Paua factory manager Campbell McLay knows paua inside-out. The shells, he says, come in two distinct colourations, blue or green. The Asian market tends to gravitate towards the green-shelled variety, while the Americans prefer blue. Paua meat turns from black to beige during the cooking and canning process, before it’s exported – luckily for the Chinese, who consider black foods bad luck. Although, interestingly, dehydrated black paua is high in medicinal properties.

Fascinating though his livelihood is, Campbell doesn’t like the taste of paua. “It tastes like chopped up jandals,” he laughs. “I don’t eat my profits!”

Campbell is a director of Combined Products, a paua processing plant in Masterton. In Wairarapa, New Zealand native black foot paua (haliotis iris) are sourced by divers from an expansive area, stretching from Blackhead Point near Dannevirke, down to Baring Head north of Wellington. Each year, upwards of 100 tonnes of the large sea snails enter the Combined Products factory, where they are washed, weighed, shucked and sent to canneries in Palmerston North.

About 95 per cent of the produce is exported overseas. Campbell may not be a fan, but paua is a palatable delicacy offshore, particularly in Asia. Though the haliotidae family of gastropods are not endemic to New Zealand (paua is known as abalone in the US, for example), our black foot variety is highly sought after – as paua thrive in cold temperatures, producing a ‘meatier’, more succulent flesh. With several chilly ocean spots in Wairarapa (Mataikona, Flat Point and Ngawi are particularly plentiful in paua), our wild coast is well-suited to producing internationally-renowned seafood.

Times have changed, Campbell says, since paua were prized only for their shells – while the meat was made into soup and “sold cheap at the supermarket”.“In China, it goes for 200 bucks a can. The demand is huge. Although, there was a time when the Chinese government ordered officials to stop banqueting on abalone – which made things a bit difficult.”

Campbell became involved in the paua industry in the late 90s, starting as a processor at Combined Products, then working his way through the ranks. He says the industry faces several challenges. For example, in order to ensure the survival of the paua population, the Ministry for Primary Industries has enforced strict quotas on commercial paua fisheries. The current quota for the area in which Combined Products operates is limited to 122 tonnes per year. Campbell says managing a market “screaming out” for paua with environmental responsibilities is “a balancing act”.

“We have to be careful with how much we take from each place. That’s a challenge, as some areas have better quality paua than others. Some places get bigger swells, so the paua are more mobile. And those ones tend to be more muscular and meatier. But, we have to spread our catch out – otherwise, we’re pillaging the one spot.”

Another challenge is weather. The best time for divers to collect paua is following a nor’wester, when the seas are calm. “Paua is particularly in demand around Chinese New Year, but there was one year we couldn’t get the divers in the water because of the weather. But, we can’t put our divers’ lives at risk.”

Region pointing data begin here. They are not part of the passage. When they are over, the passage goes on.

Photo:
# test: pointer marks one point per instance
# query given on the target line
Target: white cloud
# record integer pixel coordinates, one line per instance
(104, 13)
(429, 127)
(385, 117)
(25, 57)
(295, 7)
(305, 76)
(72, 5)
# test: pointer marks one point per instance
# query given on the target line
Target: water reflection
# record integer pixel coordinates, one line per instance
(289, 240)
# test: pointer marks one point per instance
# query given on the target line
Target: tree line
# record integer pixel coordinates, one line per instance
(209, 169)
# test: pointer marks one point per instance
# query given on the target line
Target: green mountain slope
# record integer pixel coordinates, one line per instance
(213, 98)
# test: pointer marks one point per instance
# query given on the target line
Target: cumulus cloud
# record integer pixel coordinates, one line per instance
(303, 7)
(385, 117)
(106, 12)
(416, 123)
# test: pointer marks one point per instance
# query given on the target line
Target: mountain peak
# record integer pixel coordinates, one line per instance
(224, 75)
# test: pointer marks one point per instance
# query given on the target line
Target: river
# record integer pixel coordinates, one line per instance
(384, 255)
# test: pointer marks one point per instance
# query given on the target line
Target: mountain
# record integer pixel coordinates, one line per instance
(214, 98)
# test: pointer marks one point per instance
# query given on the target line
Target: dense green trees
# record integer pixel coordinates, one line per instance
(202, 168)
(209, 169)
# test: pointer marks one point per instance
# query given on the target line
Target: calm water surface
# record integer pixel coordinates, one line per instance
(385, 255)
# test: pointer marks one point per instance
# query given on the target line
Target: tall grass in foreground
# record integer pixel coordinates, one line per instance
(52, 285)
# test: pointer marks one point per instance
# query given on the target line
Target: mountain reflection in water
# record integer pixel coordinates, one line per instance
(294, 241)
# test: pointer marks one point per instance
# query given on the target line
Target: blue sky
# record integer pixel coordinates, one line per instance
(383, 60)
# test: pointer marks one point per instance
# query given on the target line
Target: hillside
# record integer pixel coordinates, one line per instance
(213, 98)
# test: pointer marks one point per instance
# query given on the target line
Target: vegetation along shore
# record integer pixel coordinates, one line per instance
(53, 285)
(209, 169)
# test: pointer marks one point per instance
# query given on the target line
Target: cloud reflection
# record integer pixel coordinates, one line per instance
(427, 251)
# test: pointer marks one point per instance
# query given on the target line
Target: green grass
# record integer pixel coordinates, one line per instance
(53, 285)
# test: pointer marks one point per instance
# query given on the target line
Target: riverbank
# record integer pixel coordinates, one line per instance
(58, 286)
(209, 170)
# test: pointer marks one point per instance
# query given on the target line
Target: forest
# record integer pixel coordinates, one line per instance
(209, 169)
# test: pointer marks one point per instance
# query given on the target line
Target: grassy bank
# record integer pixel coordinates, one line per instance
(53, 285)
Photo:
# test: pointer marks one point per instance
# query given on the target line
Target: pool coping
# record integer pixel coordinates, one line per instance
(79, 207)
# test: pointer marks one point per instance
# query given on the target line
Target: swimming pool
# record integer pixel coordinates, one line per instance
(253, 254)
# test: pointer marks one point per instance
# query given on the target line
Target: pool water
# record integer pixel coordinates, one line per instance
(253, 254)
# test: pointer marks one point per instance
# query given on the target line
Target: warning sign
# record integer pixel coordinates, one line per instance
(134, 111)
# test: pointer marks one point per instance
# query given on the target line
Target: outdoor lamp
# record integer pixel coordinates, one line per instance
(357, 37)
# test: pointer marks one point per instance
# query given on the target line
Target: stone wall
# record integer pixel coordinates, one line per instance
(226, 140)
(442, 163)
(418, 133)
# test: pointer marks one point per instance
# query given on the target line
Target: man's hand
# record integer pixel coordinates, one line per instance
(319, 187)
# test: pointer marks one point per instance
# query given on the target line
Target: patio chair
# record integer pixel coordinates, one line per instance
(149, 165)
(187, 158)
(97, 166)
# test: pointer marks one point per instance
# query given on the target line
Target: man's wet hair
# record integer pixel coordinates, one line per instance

Also difficult is the ugly “competition” from paua poachers, looking to score a pretty penny on the black market. At one point, Campbell says, poachers had been sending “whole phone boxes full” over to Asia. Although, better monitoring of the seafood black market in some jurisdictions provides relief.

Campbell says his business has boosted compliance measures to ensure paua production in Wairarapa remains sustainable – especially ensuring catch limits are complied with and any juvenile or undersized paua are returned to the water, so they can reproduce. “What we take needs to be replaced. Compliance can be expensive and a necessary evil, but sustainability is key.”

Taxing though the industry is, Campbell wouldn’t be anywhere else – and says the people are the best part. “I’ve got a great group of workers at the factory. It’s a great atmosphere – lots of laughing and singing.”